The more meaningful question for liquidity watchers is whether the TGA rise is entirely seasonal or whether the Treasury is building a larger cash balance ahead of something — significant debt issuance, a policy announcement, or fiscal uncertainty that warrants holding more cash than usual.
For now, the simplest interpretation is the right one: tax season pulled liquidity toward Washington for a week. The money will work its way back out.
The Year-Over-Year View
Zoom out from the week-over-week noise, and the longer picture looks different.
Compared to March 2025, reserve balances are down $447.8B. The TGA is up $417.1B. RRP is down $189.9B year-over-year. The year-over-year signal is that reserves have been contracting steadily over a longer time horizon, while the Treasury has been holding more cash than it did a year ago.
This matters because the level of reserves determines how sensitive the financial system is to any given shock.

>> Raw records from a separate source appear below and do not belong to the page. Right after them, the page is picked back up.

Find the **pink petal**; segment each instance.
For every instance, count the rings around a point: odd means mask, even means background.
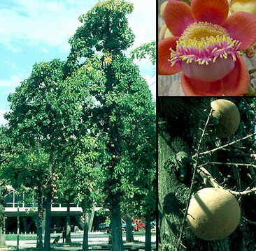
[[[172,75],[182,70],[180,63],[171,66],[168,61],[171,57],[170,48],[176,50],[176,41],[178,37],[163,39],[158,43],[158,73],[159,75]]]
[[[180,36],[187,26],[194,22],[190,6],[183,1],[169,0],[164,16],[169,29],[176,36]]]
[[[197,22],[222,24],[229,14],[227,0],[192,0],[191,9]]]
[[[240,96],[248,93],[250,76],[243,59],[238,56],[235,68],[220,80],[206,82],[190,79],[184,74],[181,85],[186,96]]]
[[[256,16],[241,11],[230,16],[223,26],[232,38],[241,42],[239,50],[245,50],[256,40]]]

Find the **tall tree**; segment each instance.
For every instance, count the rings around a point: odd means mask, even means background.
[[[111,214],[113,250],[121,251],[120,202],[129,188],[126,169],[131,159],[131,142],[135,140],[131,133],[135,135],[136,124],[150,117],[153,107],[147,83],[132,59],[125,55],[134,38],[127,18],[132,10],[129,3],[109,0],[81,15],[83,25],[70,40],[71,53],[68,59],[79,61],[96,50],[101,60],[106,82],[104,89],[92,93],[99,104],[92,109],[92,120],[104,133],[102,141],[106,151],[101,164],[106,178],[106,203]]]

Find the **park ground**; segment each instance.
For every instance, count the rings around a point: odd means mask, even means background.
[[[61,234],[51,234],[51,243],[54,239]],[[20,250],[36,250],[36,234],[22,234],[20,236]],[[155,248],[156,241],[155,232],[152,233],[152,248]],[[62,236],[61,236],[62,237]],[[138,248],[137,250],[144,250],[145,245],[145,233],[143,232],[135,232],[134,233],[134,242],[127,243],[125,242],[125,233],[123,234],[123,241],[125,247],[134,247]],[[17,250],[16,235],[7,235],[6,236],[6,248],[0,248],[0,250]],[[62,238],[61,238],[59,243],[52,246],[52,250],[81,250],[83,243],[83,231],[79,233],[71,233],[71,242],[72,243],[65,244],[62,243]],[[92,232],[89,234],[89,245],[90,248],[107,248],[109,245],[108,235],[104,232]],[[97,250],[94,249],[94,250]]]

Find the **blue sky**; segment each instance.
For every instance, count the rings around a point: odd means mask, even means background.
[[[65,59],[68,39],[80,25],[78,17],[97,0],[1,0],[0,124],[9,109],[7,97],[29,77],[36,62]],[[155,40],[155,0],[129,0],[134,11],[129,16],[136,35],[133,47]],[[155,66],[149,60],[136,61],[155,96]]]

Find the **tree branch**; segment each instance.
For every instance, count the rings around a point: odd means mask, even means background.
[[[234,166],[244,166],[244,167],[256,167],[256,165],[253,164],[243,164],[243,163],[232,163],[232,162],[208,162],[208,164],[212,164],[212,165],[234,165]]]
[[[256,222],[253,222],[252,220],[250,220],[248,219],[246,219],[245,217],[242,217],[242,218],[243,220],[245,220],[246,222],[248,222],[248,223],[256,225]]]
[[[239,139],[235,140],[235,141],[234,141],[234,142],[230,142],[230,143],[226,144],[225,144],[225,145],[223,145],[223,146],[222,146],[217,147],[217,148],[215,148],[215,149],[214,149],[209,150],[209,151],[206,151],[203,152],[203,153],[200,153],[199,154],[199,156],[202,156],[202,155],[206,155],[206,154],[213,153],[214,153],[214,152],[215,152],[215,151],[216,151],[221,150],[221,149],[224,149],[224,148],[225,148],[225,147],[227,147],[227,146],[231,146],[231,145],[232,145],[232,144],[236,144],[236,143],[237,143],[237,142],[240,142],[240,141],[241,141],[241,140],[246,139],[248,139],[248,138],[249,138],[249,137],[253,137],[253,136],[254,136],[254,135],[256,135],[256,132],[252,133],[252,134],[250,134],[250,135],[247,135],[247,136],[246,136],[246,137],[243,137],[243,138],[241,138],[241,139]],[[192,158],[196,157],[196,156],[197,156],[197,154],[195,154],[194,155],[193,155],[193,156],[192,156]]]
[[[196,176],[196,173],[197,173],[197,167],[198,167],[198,160],[199,158],[200,146],[201,146],[201,144],[202,139],[204,138],[204,136],[205,135],[208,123],[210,118],[211,116],[212,112],[213,112],[213,109],[211,109],[209,114],[208,115],[208,117],[207,117],[206,124],[204,126],[204,128],[202,131],[202,133],[201,133],[201,137],[200,137],[200,139],[199,139],[199,142],[198,144],[197,153],[195,155],[196,155],[196,160],[195,160],[194,168],[194,171],[193,171],[193,176],[192,176],[192,181],[191,181],[191,185],[190,185],[190,195],[189,195],[189,197],[188,197],[188,200],[187,200],[187,206],[186,206],[185,211],[184,213],[184,216],[183,216],[183,222],[182,222],[182,225],[181,225],[181,227],[180,227],[180,236],[178,237],[178,243],[177,243],[177,248],[176,248],[177,251],[179,251],[180,248],[181,238],[182,238],[183,231],[184,231],[185,222],[186,221],[186,217],[187,217],[187,215],[188,207],[190,206],[190,199],[191,199],[191,197],[192,197],[192,193],[193,193],[193,187],[194,187],[194,178],[195,178],[195,176]]]
[[[198,168],[198,173],[203,178],[204,180],[207,180],[209,183],[213,187],[220,189],[224,189],[229,191],[234,195],[249,195],[252,193],[256,192],[256,188],[246,190],[244,191],[233,191],[230,189],[227,189],[220,185],[216,181],[216,179],[202,166],[199,166]]]

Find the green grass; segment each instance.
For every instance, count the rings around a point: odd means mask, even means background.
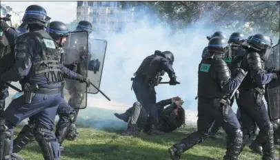
[[[192,126],[161,136],[147,136],[143,133],[137,138],[119,135],[123,130],[97,130],[80,128],[79,138],[74,141],[65,141],[64,146],[70,150],[63,153],[63,160],[164,160],[170,159],[167,150],[180,139],[195,130]],[[17,130],[19,131],[19,129]],[[225,134],[219,133],[219,139],[208,139],[186,152],[181,159],[222,159],[226,148]],[[279,150],[279,146],[277,147]],[[20,153],[26,160],[43,159],[36,142],[30,143]],[[277,152],[277,154],[279,152]],[[210,159],[212,158],[212,159]],[[261,159],[261,156],[252,154],[246,147],[241,159]]]

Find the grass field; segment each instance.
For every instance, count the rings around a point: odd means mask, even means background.
[[[137,138],[119,135],[122,130],[97,130],[80,128],[79,139],[74,141],[66,141],[64,146],[70,152],[62,154],[63,160],[164,160],[170,159],[167,150],[173,143],[195,130],[186,126],[175,132],[161,136],[147,136],[141,133]],[[18,130],[17,130],[18,131]],[[219,133],[219,139],[206,139],[200,145],[185,152],[181,159],[205,160],[222,159],[225,152],[223,132]],[[277,147],[279,150],[279,146]],[[277,152],[277,154],[279,152]],[[26,160],[43,159],[36,142],[33,142],[20,152]],[[241,154],[241,159],[261,159],[246,147]]]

Abundant reserves absorb disruptions without much market impact. Tighter reserves mean less buffer — the same TGA surge or repo stress that barely registers in a liquid environment can amplify quickly when the cushion has been eroded.
We’re not at crisis levels. But the trajectory over the past twelve months points toward a system with less room for error than it had a year ago.
What This Means for Bitcoin
Bitcoin doesn’t have a quarterly tax payment cycle. It doesn’t have a General Account. It doesn’t have a fiscal calendar that causes its supply to contract in mid-March and expand again in April.
What it has is a supply that cannot respond to any of these pressures. At all.
The global liquidity cycle turns constantly — tax seasons, debt ceiling negotiations, refunding announcements, emergency facilities opened and closed. All of these move reserves, TGA, and RRP week to week. Bitcoin observes all of it from the outside. Its supply doesn’t contract when the Treasury collects taxes and doesn’t expand when the government spends. The number of bitcoin that will ever exist was set in 2009. Whatever new supply entered circulation between March 2025 and March 2026 did so on a schedule written in code — indifferent to tax season, the debt ceiling, or any decision made in Washington.
When liquidity conditions loosen and capital searches for places to go, Bitcoin absorbs some of it — not because anyone is directing it there, but because a fixed-supply asset in an expanding monetary system is structurally in the path of that flow. When conditions tighten, Bitcoin prices feel the pressure like any other risk asset in the short run.
But the supply itself doesn’t change. The weekly H.4.1 can compress reserves, drain liquidity, and tighten conditions — and Bitcoin remains exactly as scarce as it was the week before.
That’s the asymmetry this series is built to track.